Linear degrading based on character skill, sometimes hidden from the player, and spontaneous break as a result.
How you use and maintain, or fail to use and maintain equipment (weapons, armor, shields, tools) would be an important factor. In combat, how poorly you use weapon/shield/armor against an opponent who uses his/her weapon proficiently against your weapon/shield/armor, your skill against his, would obviously speed up the process of degrading, as well as using tools poorly on or against quality stuff also would.

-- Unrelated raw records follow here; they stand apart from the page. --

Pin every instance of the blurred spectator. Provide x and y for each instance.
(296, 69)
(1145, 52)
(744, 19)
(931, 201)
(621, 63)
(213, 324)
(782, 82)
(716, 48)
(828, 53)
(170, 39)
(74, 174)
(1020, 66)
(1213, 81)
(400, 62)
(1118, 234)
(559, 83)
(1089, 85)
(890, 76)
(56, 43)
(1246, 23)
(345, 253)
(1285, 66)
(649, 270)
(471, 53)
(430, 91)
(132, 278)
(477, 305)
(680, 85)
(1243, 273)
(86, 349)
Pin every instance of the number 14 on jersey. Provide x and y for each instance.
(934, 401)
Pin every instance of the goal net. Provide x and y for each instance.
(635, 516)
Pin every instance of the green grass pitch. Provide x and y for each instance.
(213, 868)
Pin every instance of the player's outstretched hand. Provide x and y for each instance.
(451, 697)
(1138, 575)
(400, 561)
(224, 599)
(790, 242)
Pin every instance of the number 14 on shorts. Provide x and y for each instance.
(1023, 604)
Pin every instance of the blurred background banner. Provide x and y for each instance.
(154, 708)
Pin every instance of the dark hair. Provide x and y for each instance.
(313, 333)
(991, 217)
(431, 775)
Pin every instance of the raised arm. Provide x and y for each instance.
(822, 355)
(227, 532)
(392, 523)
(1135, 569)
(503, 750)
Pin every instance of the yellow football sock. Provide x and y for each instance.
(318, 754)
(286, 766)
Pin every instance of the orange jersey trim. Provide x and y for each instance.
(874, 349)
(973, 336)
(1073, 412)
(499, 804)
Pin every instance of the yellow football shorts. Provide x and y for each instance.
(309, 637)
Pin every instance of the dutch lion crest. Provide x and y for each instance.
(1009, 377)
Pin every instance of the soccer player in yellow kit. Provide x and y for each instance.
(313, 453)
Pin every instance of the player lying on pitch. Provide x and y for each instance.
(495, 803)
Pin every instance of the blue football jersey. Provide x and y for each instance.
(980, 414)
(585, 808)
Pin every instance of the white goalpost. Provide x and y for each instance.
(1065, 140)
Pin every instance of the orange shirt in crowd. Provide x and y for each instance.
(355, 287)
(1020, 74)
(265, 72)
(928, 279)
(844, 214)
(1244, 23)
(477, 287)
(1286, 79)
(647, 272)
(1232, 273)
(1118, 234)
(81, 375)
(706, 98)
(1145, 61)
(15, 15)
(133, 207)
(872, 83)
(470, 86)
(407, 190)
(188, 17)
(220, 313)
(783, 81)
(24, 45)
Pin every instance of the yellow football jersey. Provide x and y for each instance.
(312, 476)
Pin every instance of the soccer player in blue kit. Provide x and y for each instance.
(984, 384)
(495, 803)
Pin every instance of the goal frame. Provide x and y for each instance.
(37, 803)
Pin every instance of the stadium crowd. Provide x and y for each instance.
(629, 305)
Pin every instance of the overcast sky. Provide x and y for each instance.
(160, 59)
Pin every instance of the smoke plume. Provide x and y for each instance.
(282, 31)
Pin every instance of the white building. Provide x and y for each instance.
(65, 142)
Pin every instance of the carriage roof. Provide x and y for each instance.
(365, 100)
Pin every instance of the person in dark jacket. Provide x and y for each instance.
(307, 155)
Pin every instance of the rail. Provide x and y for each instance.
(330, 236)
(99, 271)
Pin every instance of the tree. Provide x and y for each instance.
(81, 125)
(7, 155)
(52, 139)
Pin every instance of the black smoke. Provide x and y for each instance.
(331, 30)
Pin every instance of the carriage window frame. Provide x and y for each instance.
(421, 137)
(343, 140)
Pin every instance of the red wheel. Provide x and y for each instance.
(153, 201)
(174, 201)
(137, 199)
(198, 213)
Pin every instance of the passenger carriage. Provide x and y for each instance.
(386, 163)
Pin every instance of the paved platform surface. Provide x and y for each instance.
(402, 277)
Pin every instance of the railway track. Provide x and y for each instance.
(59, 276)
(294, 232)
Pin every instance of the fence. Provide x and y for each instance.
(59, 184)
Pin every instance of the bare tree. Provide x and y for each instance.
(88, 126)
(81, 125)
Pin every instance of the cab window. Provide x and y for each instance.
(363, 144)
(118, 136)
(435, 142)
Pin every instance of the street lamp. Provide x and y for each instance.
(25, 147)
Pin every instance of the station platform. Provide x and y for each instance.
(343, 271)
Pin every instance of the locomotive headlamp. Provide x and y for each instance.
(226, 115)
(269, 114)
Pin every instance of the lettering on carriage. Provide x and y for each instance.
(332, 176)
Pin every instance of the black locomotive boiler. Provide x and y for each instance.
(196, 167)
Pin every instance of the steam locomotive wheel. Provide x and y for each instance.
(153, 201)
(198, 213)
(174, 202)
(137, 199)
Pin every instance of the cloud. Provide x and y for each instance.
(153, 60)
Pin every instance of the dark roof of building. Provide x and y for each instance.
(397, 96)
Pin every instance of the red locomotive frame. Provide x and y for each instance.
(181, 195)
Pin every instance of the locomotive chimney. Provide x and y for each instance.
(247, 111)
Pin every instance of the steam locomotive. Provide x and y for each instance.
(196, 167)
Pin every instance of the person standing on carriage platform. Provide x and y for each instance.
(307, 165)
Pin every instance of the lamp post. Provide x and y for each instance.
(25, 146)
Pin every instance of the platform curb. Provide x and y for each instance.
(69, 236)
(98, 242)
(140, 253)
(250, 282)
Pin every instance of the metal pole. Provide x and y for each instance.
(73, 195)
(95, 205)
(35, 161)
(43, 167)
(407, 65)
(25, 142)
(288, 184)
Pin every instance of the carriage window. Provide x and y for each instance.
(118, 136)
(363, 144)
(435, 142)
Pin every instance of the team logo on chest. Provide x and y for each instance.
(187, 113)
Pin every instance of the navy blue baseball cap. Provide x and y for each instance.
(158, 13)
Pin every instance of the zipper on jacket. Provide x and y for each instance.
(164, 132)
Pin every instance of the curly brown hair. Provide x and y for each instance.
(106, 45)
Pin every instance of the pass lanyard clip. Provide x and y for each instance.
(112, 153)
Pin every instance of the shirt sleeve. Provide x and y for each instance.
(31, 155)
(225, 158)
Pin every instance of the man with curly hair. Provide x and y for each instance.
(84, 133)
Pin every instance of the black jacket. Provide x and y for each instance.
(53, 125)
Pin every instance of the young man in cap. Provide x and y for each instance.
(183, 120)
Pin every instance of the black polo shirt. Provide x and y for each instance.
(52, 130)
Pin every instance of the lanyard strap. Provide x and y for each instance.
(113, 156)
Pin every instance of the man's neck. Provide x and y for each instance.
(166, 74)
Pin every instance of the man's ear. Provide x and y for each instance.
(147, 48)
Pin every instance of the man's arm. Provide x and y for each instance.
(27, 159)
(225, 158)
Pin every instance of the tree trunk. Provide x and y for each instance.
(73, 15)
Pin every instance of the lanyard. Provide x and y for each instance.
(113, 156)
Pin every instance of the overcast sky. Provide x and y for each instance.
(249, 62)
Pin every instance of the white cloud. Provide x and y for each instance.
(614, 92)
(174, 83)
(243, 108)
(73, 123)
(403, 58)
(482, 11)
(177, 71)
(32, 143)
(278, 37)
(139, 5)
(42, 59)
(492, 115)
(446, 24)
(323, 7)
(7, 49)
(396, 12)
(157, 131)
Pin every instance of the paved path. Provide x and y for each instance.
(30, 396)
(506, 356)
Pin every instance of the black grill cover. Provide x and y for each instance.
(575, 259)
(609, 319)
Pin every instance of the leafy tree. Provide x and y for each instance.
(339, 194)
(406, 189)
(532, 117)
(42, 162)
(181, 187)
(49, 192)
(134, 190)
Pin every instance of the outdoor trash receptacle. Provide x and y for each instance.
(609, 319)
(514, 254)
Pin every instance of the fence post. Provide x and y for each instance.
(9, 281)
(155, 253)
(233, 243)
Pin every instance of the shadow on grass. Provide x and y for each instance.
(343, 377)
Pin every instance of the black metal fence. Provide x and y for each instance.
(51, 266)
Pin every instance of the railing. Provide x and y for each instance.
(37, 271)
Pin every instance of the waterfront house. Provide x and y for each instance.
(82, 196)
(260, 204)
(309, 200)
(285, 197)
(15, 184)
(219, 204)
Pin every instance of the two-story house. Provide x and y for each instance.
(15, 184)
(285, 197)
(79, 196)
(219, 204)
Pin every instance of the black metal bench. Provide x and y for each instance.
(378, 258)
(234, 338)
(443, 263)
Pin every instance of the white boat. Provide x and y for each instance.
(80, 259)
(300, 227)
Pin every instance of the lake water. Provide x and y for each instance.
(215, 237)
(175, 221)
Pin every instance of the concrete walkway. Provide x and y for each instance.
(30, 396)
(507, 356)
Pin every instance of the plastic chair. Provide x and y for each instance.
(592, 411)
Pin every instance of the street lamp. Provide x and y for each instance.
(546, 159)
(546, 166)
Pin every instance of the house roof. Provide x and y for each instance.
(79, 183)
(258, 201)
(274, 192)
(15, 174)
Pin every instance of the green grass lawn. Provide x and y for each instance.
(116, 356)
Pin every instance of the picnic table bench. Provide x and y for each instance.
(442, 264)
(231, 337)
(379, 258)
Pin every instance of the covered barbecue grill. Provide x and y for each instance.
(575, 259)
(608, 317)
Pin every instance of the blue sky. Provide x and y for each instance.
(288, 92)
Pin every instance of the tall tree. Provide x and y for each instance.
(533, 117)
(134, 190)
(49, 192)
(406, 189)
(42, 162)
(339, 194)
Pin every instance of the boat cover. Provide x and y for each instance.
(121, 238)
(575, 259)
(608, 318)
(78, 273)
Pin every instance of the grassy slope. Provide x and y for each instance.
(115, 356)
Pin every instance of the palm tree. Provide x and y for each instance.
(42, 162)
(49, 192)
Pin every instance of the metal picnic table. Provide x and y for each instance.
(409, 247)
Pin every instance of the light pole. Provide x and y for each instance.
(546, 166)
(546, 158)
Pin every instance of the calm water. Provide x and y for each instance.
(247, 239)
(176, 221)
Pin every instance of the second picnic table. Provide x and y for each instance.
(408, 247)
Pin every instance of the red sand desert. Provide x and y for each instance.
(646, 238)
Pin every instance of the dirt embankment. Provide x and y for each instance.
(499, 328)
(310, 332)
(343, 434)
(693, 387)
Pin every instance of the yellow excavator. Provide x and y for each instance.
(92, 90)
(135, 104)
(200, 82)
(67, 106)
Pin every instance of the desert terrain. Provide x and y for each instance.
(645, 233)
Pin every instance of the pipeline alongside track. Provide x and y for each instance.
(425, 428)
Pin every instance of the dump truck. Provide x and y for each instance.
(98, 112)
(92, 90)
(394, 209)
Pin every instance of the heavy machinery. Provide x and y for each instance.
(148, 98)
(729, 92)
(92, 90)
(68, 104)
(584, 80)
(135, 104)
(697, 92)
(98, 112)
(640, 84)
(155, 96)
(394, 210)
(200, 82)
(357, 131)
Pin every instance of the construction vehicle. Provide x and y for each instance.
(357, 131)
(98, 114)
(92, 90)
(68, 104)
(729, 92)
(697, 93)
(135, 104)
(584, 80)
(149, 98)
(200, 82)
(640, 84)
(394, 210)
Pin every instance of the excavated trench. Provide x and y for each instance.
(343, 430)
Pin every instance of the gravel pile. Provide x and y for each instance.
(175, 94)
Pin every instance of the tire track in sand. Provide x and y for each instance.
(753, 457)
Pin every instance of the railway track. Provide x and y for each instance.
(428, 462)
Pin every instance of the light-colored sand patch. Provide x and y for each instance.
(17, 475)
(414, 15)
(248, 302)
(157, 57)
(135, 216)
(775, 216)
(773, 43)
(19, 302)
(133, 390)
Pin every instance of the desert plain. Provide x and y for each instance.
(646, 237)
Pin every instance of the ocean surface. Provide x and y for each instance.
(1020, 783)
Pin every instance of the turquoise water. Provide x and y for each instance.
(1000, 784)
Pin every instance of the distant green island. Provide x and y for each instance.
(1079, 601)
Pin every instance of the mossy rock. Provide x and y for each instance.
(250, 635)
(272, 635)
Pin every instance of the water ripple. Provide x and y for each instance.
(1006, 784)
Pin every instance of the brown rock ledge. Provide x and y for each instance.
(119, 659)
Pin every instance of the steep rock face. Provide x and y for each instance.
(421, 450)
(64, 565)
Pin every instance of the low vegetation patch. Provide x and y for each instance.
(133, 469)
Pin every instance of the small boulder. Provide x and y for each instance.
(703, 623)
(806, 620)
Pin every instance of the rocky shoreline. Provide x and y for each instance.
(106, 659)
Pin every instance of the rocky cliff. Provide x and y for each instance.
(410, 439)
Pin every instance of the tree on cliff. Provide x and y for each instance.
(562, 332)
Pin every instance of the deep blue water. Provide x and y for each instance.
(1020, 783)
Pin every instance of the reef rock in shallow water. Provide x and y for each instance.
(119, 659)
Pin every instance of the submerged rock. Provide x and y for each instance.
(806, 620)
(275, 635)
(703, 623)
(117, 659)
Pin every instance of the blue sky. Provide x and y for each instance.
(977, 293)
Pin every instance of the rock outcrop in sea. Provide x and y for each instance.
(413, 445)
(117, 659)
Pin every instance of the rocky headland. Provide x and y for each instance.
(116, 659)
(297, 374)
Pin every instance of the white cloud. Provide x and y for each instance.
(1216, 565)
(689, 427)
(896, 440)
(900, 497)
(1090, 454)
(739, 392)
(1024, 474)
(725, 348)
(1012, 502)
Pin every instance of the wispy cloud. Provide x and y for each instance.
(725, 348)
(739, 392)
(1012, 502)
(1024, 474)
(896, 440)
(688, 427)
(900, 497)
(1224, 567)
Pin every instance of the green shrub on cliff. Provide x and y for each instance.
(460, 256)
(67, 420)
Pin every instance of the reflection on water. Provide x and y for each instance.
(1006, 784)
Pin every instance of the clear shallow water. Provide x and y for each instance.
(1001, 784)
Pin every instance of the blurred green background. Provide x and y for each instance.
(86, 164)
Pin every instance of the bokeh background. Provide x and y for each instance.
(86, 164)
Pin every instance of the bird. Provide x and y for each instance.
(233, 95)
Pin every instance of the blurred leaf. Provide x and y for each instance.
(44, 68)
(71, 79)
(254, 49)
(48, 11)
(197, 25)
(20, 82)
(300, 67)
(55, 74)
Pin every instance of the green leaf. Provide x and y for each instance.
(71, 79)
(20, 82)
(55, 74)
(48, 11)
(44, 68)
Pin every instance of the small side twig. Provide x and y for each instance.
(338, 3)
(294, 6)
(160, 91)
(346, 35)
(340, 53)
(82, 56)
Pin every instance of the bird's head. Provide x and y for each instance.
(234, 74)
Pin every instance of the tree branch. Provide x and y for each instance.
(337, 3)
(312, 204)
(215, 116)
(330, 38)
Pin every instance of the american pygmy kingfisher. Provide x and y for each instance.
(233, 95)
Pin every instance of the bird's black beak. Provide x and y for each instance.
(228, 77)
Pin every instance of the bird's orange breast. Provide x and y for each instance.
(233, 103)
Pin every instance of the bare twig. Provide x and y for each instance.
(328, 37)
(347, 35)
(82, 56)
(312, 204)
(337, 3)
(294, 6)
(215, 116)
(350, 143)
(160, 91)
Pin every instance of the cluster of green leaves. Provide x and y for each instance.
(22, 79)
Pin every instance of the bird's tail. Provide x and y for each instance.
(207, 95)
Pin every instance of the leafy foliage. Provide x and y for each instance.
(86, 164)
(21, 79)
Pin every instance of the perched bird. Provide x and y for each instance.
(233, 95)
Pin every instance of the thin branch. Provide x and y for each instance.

If you can't handle and use any given equipment properly, proficiently, it could degrade faster than otherwise. You, being inexperienced, probably wouldn't notice this, or you'd notice <i>some</i> degrading, but can't tell its actual condition, and when you least expect it, it's broken. Or horribly chipped, or stuck, unusable etc. No "Oh, it's 5/99, so I better get it repaired soon). If you neglect it, be prepared for the worst. Character skill is the key.
Micromanagement is terribly boring, though, so I'd add relevant options to the rest/sleep/travel menu. Options for whether to check & do maintenance for equipment, which costs extra resting time or slowed down travel, along other options irrelevant to the subject (whether to camp properly, hastily or at all; with or without fire, to eat, to gather & hunt, to sleep taking turns in case of a party or companions, to travel cautiously (more apt to notice ambushes, traps, tracks and other points of interest) or recklessly (the oppopsite) etc.).
Depending on the setting and the specific details, there could even be a separate skill that covers weapon maintenance, along with some other basic stuff.
For a present day / PA setting, I would add basic training skill or perk for firearms, that deals with fundamentals, maintenance and mechanics behind firearms and and maybe small blades (kind of like police/army training, I guess), so with a basic training skill or perk, you'd better equipped to maintain, fix and modify weapons.
The same could be done with a swords setting as well (for instance, I didn't always know that people with plate armor back when it was the shit among the rich or the talented with sponsors, they carried the sets buried in sand in barrels or the pieces would corrode, degrade etc. Just an example). Either as a separate/complimentary skill or a perk as part of various skills.